Слева за моей спиной прокурор Зигфрид Реле начал свою вступительную речь. Она длилась почти два часа с перерывами. Под воздействием ли этого приглушенного баритона, которым сейчас говорило само правосудие, или по какой-либо иной причине, но мой желудок вдруг пронзила резкая боль, грозящая разорвать его на части.
Я попросился в туалет. Охранники надели на меня наручники и повели из зала.
— Вам плохо? — спросил тот, который еще ожидал в этом году снега.
— Нет-нет, — успокоил я, — просто утром выпил слишком много чая.
Меня рвало. Я спустил воду, чтобы заглушить звуки, которые издавал.
Я прошел на свое место, стараясь держаться подальше от Реле и опустив голову. Не хотел, чтобы присяжные видели мое лицо, в то время как прокурор рассказывает обо мне разные ужасы. Охранник, который не ждал в этом году снега, пару раз нагнулся, пытаясь разглядеть, не заснул ли я, не потерял ли сознания и жив ли вообще.
Я всячески избегал взгляда Реле. Так и не посмотрел на него, зная, как бывает ухожен французский газон, если состоит из короткой черной бороды, покрывающей острые скулы. Его исполненная здравого смысла речь походила на сообщение по радио. Такая же взвешенная, ровная и беспафосная. Не пытаясь управлять вниманием слушателей, он так часто повторял одно и то же, что информация впитывалась в мозги, как жидкая каша в стенки желудка, — сама собой.
Реле попросил присяжных забыть все, что они знали обо мне из газет. Это было правильно, и я остался благодарен ему за это. Он ограничил деятельность СМИ сферой мифов и легенд, где присяжным искать нечего. Насколько я знал, Реле ненавидел журналистов и не желал иметь с ними никаких дел. Он считал их врагами правды и трусами, беззастенчивыми клеветниками, манипулирующими законом. Они расшатывали правовую систему, вместо того чтобы ее укреплять.

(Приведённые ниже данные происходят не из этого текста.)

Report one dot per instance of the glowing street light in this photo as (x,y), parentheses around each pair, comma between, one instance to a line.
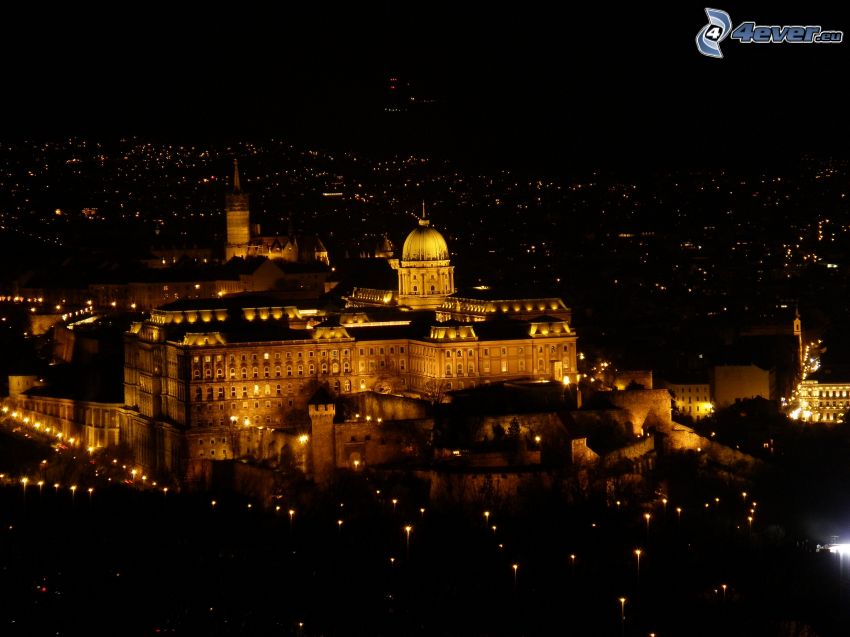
(622,615)
(407,530)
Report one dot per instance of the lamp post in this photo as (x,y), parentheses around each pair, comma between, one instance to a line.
(637,555)
(407,530)
(622,615)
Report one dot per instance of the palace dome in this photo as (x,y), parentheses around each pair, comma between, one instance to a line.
(425,244)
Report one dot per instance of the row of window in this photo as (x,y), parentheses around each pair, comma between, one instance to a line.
(324,368)
(219,358)
(218,393)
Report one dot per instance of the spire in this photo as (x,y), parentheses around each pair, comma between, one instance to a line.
(237,185)
(423,221)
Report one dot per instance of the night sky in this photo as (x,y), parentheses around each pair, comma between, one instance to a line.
(528,83)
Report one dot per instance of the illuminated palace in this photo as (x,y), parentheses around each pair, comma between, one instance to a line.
(238,375)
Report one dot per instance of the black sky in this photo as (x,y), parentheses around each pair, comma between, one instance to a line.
(544,80)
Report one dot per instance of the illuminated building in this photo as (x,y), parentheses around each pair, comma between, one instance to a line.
(825,396)
(733,383)
(692,397)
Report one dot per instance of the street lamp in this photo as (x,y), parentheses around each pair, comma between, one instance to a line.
(407,530)
(622,615)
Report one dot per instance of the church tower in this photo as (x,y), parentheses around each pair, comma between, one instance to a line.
(238,219)
(425,274)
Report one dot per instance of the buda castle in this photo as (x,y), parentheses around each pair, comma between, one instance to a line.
(233,375)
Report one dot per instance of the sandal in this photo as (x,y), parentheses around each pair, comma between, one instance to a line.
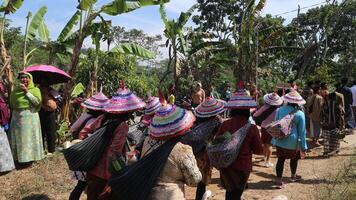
(296,178)
(280,184)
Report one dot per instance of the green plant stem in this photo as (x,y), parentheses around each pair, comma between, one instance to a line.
(25,44)
(2,28)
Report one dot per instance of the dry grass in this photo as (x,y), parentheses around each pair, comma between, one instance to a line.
(332,178)
(342,184)
(46,179)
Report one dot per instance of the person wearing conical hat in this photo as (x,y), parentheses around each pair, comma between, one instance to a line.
(118,110)
(94,107)
(264,116)
(294,146)
(208,115)
(169,123)
(234,177)
(152,106)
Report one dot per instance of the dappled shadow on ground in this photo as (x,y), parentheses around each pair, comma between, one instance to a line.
(36,197)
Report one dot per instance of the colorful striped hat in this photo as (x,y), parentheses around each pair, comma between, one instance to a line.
(241,100)
(210,107)
(152,105)
(273,99)
(170,121)
(294,97)
(96,102)
(124,101)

Создали свои властные структуры, при помощи которых управляли и политиками, и обществом.
— Истерия СМИ вокруг данного преступления не обошла стороной и меня, — признался Реле. — Однако вынужден констатировать, фактическое содержание…
Он любил выражения «вынужден констатировать» и «фактическое содержание». Первое точно схватывало суть его работы, второе являлось своего рода квинтэссенцией юриспруденции, поскольку объединяло в себе понятие «факта» и допускающего различные истолкования его «содержания».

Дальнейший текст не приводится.